Женечка ни разу не вторгся в этот стремительный монолог, но тут он не сумел удержаться:
– Вы думаете, что арбитр холоден? Однажды мне встретилось у
Мандельштама… как это… “страшная государственность – как печь, пышущая льдом”.
– Вот именно! Чисто семитский образ! Вечная ненависть к государству, которое будто на них посягает. На их персональную тайную жизнь. На их сомнение. На их старчество – они ведь родятся стариками!
Голубчик, ради бога, не умствуйте. Умствовать – это мое занятие. Я – древний сушеный гриб, мне положено, а ваше дело – быть юным и страстным.
“Черт меня дернул блеснуть цитаткой!” – подумал Женечка и спросил:
– Кто же сохранит государство?
– Спасут его жесткие дирижисты.
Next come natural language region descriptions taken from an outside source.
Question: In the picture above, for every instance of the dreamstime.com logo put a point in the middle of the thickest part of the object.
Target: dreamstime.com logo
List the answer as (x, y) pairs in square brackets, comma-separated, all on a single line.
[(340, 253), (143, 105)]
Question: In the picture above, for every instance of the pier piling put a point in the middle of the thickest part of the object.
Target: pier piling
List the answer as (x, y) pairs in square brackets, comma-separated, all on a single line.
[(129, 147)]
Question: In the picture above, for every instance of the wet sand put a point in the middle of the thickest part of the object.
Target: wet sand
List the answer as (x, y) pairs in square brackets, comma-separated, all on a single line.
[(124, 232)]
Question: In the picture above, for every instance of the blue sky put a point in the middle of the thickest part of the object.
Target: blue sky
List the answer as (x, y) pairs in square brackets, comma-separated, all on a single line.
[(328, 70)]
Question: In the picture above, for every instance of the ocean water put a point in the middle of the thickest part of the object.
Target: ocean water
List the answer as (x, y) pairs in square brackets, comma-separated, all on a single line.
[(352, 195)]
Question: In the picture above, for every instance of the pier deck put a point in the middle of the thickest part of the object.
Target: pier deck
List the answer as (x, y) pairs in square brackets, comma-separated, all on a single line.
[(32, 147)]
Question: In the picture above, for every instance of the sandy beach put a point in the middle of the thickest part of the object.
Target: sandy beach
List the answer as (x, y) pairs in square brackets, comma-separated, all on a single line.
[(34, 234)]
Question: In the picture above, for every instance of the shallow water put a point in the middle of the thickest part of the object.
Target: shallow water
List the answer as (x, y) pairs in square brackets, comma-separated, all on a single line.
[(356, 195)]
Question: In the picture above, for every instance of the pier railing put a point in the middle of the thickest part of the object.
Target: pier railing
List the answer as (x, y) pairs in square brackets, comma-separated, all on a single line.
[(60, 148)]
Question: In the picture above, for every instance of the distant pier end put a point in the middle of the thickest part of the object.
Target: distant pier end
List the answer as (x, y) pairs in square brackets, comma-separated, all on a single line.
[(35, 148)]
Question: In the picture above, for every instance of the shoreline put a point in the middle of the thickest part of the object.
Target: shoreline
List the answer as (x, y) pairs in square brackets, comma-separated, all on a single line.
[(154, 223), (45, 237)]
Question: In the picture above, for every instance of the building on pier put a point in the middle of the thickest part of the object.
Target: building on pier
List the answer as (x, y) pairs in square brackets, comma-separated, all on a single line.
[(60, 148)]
Спасет его, – сказал Ростиславлев, – еще одно меченое словцо. Тоже пристрелянная мишень. Однако оно неуязвимо – компрометация тут невозможна – и слово это пребудет свято. Имею в виду национализм, но, разумеется, не вульгарный, захватанный, низведенный до воплей, а исторический национализм.
Греков задумчиво повторил, точно на ощупь пробуя слово:
– Ис-тори-ческий. Исторический? Что это значит в таком сочетании?
Ростиславлев торжественно отчеканил:
– Предопределенный историей нашей национальной судьбы, выкованный и завещанный ею, врученный как дорогое наследство. Рассматривающий биографию нации как ответ на исторический вызов, к ней обращенный и ею воспринятый.